Alibaba Cloud Elasticsearch provides some commands for you to create manual snapshots for the index data stored on your Elasticsearch cluster, store the snapshots in a shared repository, or restore data from the snapshots. This topic describes how to create manual snapshots and restore data from the snapshots.

Precautions

  • Before you use these commands to create manual snapshots for your index data or restore data from the snapshots, make sure that your cluster is in a normal state. Otherwise, the creation of the manual snapshots or the restoration of the data is affected.
  • Snapshots store only index data. The following information of an Elasticsearch cluster is not stored in snapshots: monitoring data (such as indexes whose names start with .monitoring or .security_audit), metadata, translogs, configurations, software packages, built-in and custom plug-ins, and logs.
  • You can run all the code provided in this topic in the Kibana console of your Elasticsearch cluster. For more information, see Log on to the Kibana console.

Prerequisites

Object Storage Service (OSS) is activated, and an OSS bucket is created.
Notice The storage class of the OSS bucket must be Standard. Elasticsearch does not support the Archive storage class. In addition, the OSS bucket must reside in the same region as your Elasticsearch cluster.

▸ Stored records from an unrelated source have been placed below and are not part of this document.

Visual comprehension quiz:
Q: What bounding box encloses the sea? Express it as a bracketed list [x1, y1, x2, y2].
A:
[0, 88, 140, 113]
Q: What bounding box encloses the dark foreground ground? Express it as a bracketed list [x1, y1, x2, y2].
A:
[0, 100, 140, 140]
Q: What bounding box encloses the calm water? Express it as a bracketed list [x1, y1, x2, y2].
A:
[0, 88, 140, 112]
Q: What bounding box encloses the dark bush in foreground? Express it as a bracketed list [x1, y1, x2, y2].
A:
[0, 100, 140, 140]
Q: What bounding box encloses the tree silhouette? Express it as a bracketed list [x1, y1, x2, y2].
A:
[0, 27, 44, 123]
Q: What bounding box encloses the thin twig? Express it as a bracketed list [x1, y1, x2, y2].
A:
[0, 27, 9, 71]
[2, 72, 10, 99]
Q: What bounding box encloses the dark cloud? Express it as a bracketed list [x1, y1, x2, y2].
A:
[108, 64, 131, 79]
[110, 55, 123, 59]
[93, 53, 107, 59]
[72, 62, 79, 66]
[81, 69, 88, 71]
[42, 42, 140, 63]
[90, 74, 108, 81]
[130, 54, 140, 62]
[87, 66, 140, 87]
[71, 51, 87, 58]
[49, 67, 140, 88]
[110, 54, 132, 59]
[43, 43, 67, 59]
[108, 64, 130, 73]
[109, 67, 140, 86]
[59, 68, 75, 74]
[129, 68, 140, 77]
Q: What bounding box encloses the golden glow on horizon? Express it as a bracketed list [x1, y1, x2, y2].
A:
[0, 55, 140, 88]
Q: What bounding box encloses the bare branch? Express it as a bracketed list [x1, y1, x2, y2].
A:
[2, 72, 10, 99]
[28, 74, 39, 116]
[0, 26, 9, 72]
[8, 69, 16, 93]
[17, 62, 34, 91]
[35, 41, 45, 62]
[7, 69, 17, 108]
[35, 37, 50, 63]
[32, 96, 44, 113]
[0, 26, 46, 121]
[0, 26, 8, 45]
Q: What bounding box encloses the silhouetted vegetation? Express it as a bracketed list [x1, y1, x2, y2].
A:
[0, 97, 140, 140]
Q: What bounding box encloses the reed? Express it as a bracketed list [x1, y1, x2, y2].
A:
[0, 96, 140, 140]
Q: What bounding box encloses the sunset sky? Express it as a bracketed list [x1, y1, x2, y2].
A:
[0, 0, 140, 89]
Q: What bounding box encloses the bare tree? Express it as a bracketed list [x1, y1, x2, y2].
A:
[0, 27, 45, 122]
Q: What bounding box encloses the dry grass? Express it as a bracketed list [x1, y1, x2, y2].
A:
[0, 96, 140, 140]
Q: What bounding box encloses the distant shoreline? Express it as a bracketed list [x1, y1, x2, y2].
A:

For more information, see Activate OSS and Create buckets.

Create a repository

Create a repository named my_backup.
Notice When you create a repository, use the PUT request method. When you update the settings of the newly created repository, use the POST request method rather than the PUT request method. If you use the PUT request method for the update, the settings of existing repositories are also updated.
PUT _snapshot/my_backup/
{
    "type": "oss",
    "settings": {
        "endpoint": "http://oss-cn-hangzhou-internal.aliyuncs.com",
        "access_key_id": "xxxx",
        "secret_access_key": "xxxxxx",
        "bucket": "xxxxxx",
        "compress": true,
        "chunk_size": "500mb",
        "base_path": "snapshot/"
    }
}
Parameter Description
endpoint The internal endpoint of the OSS bucket. For more information about how to obtain the endpoint, see Regions and endpoints.
access_key_id The AccessKey ID of your account. For more information about how to obtain the AccessKey ID, see Obtain an AccessKey pair.
secret_access_key The AccessKey secret of your account. For more information about how to obtain the AccessKey secret, see Obtain an AccessKey pair.
bucket The name of the OSS bucket. For more information about how to obtain the name, see Create buckets.
compress Specifies whether the data compression feature is enabled for snapshots. Valid values:
  • true: indicates that the data compression feature is enabled for snapshots. This feature applies only to index metadata, including the mappings and settings of indexes.
  • false: indicates that the data compression feature is disabled for snapshots. The default value is false.
chunk_size If you want to upload large volumes of data to the OSS bucket, you can upload the data in multiple parts. In this case, you can use this parameter to set the size of each part. If the size of a part reaches the value of this parameter, the excess data is distributed to another part.
base_path The start location of the repository. The default value is the root directory.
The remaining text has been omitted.